Albinistic blackbird

I caught sight of a blackbird like this one on several occasions last year, but it was down in the park. It’s just begun visiting our gardens and is around most days at the moment.

The cold weather is making birdwatching from the window a lot more interesting: so far, in addition to the heron, I’ve seen a male and a female blackcap, a nuthatch, a green woodpecker, redwings, a sparrow (rare in our gardens), a juvenile peregrine (on my lawn about a metre from the house, feeding on a male blackbird), a buzzard (flying past my bedroom window at below roof height), plus all the usual birds – a robin, long-tailed tits, coal tits, great tits and blue tits, goldfiches, greenfinches, chaffinches, blackbirds, wood pigeons, collared doves, magpies and gulls. I think I caught a glimpse of a wren diving into my neighbour’s conifer hedge one cold morning and yesterday a dunnock was poking around in the exposed grass along the bottom of my south-facing fence.

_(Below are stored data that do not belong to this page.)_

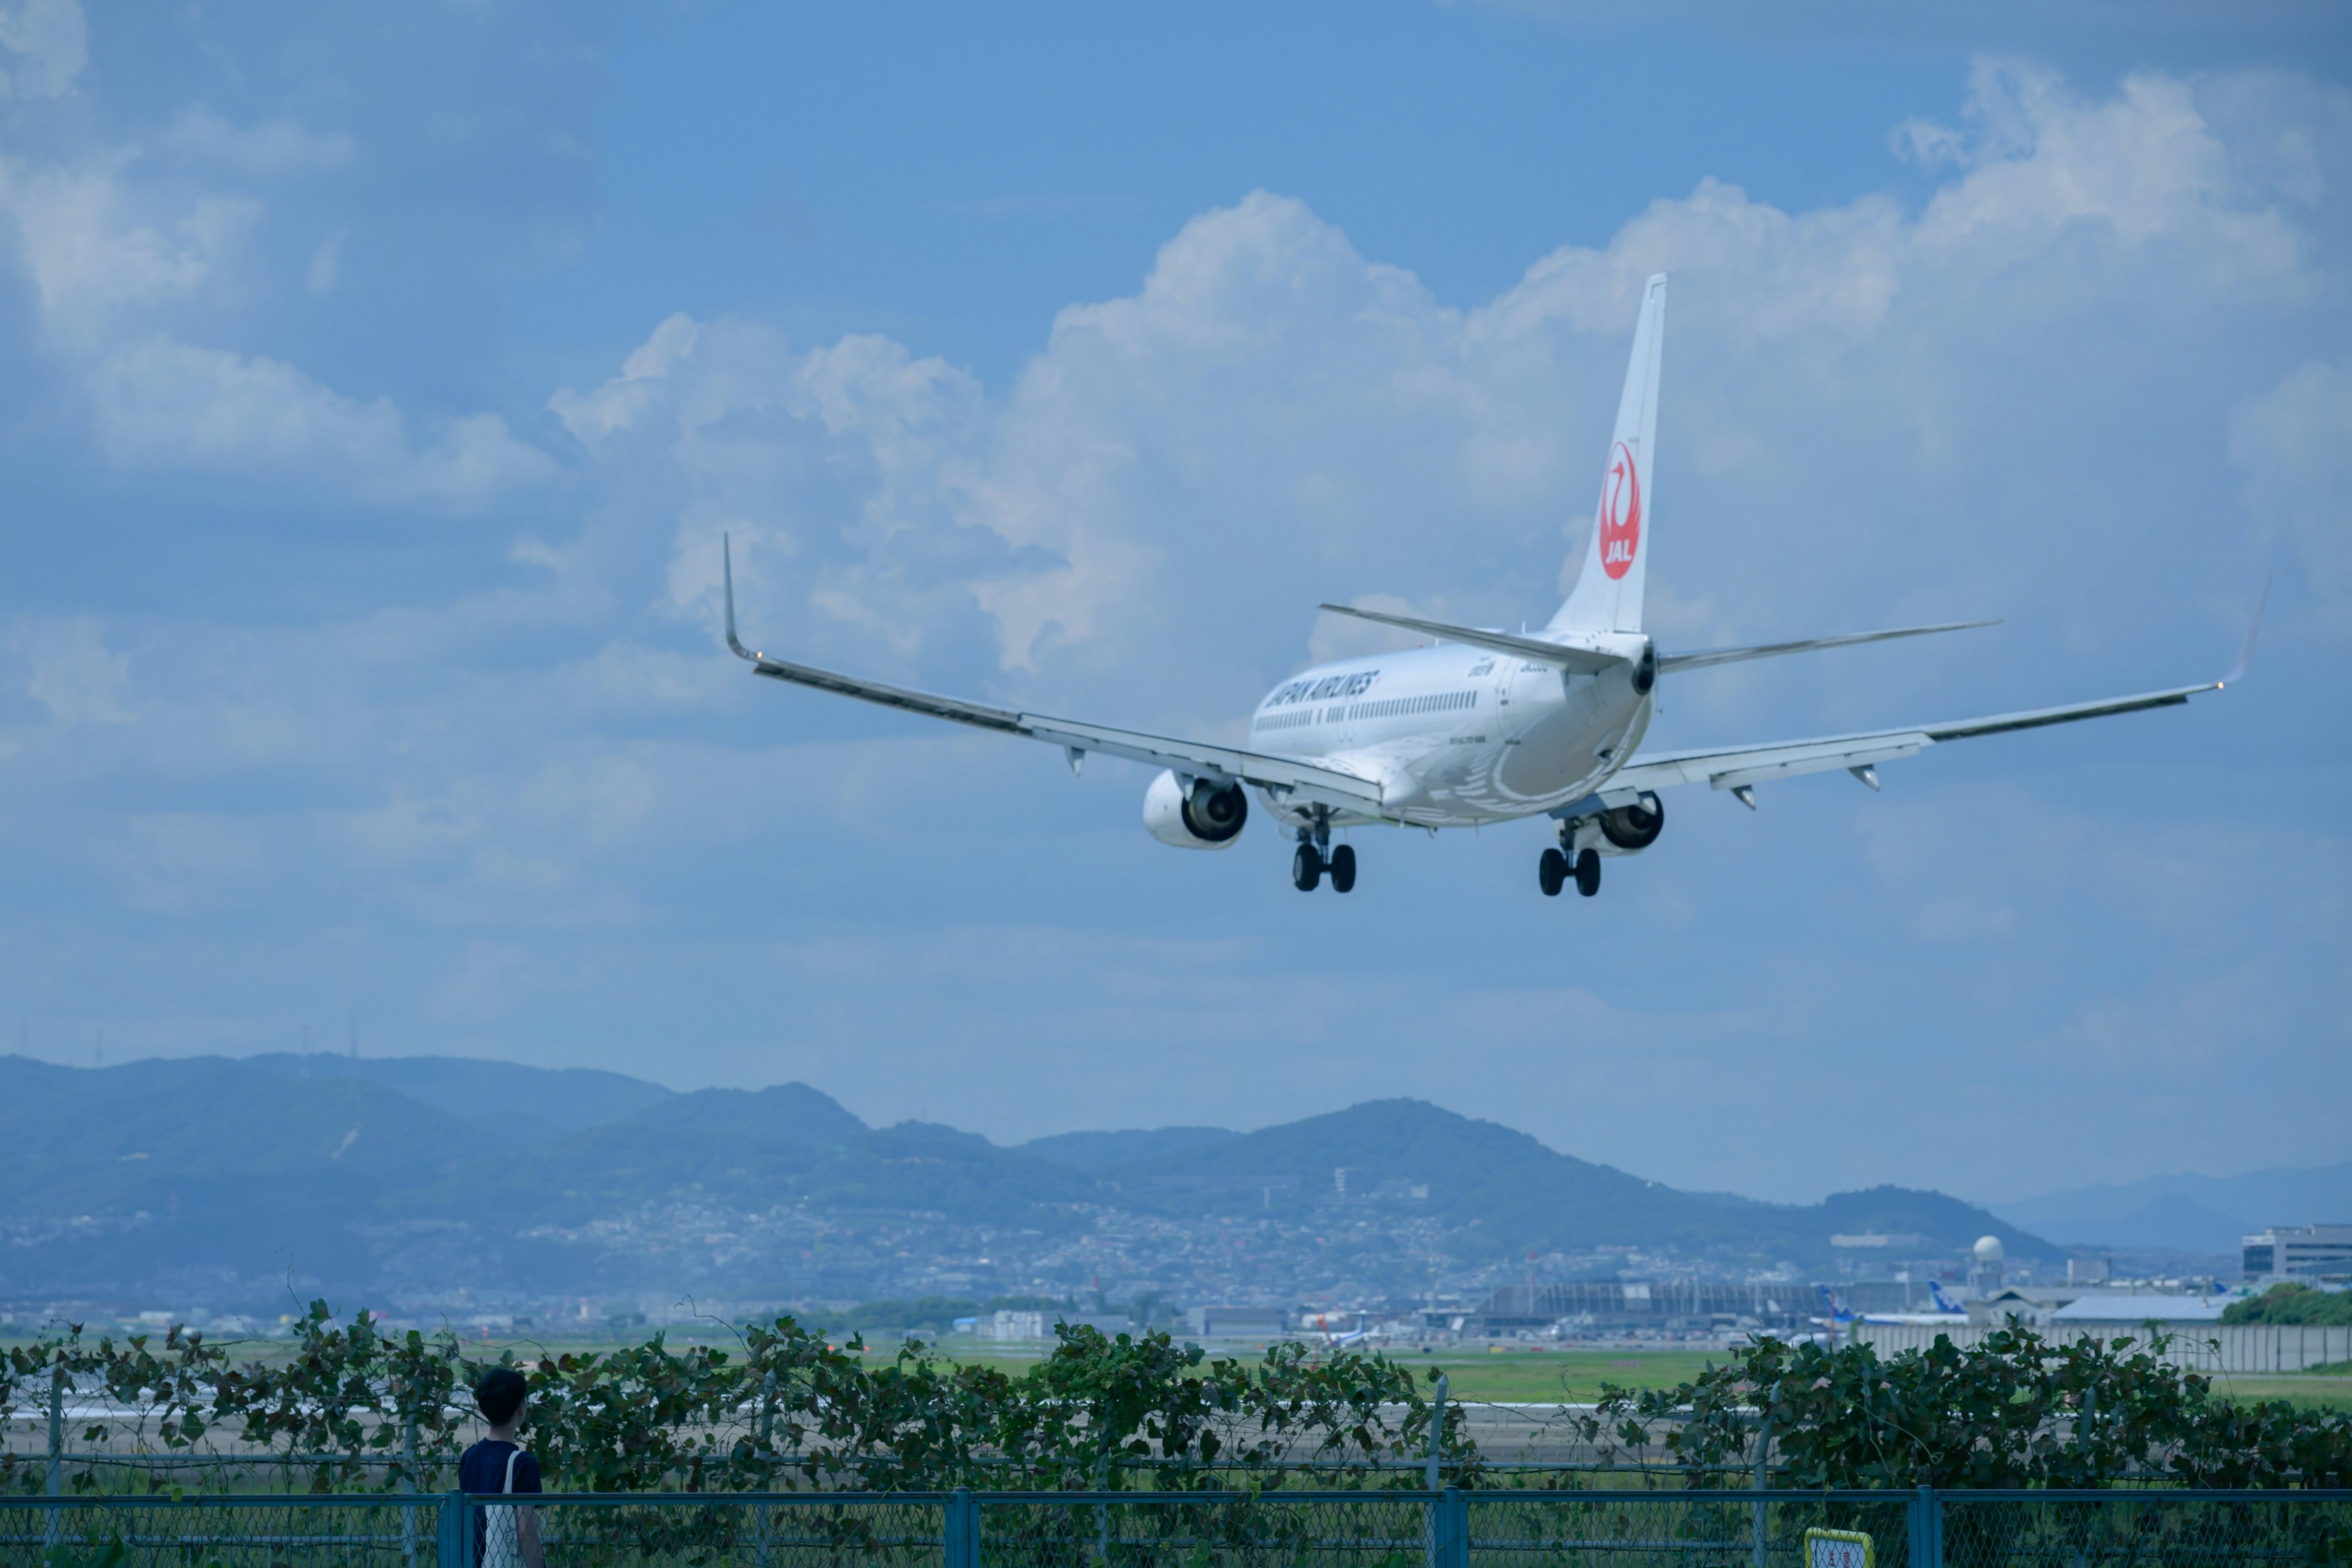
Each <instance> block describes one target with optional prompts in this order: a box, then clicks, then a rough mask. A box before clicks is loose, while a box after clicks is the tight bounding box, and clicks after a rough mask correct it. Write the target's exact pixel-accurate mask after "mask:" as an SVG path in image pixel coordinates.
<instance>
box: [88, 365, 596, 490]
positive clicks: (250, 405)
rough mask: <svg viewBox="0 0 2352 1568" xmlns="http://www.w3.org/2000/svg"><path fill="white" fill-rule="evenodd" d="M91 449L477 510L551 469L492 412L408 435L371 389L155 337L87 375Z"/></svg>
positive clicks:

On the first snowy morning there were huge flocks of thrushes passing over at 8 am – later on in the day, up in the fields, there was an almost continual stream of them. You can find up-to-date information on local bird activity at the Dawlish Warren NNR website – on Wednesday 6 January for instance they recorded over 3000 lapwings heading west to escape the worst of the weather.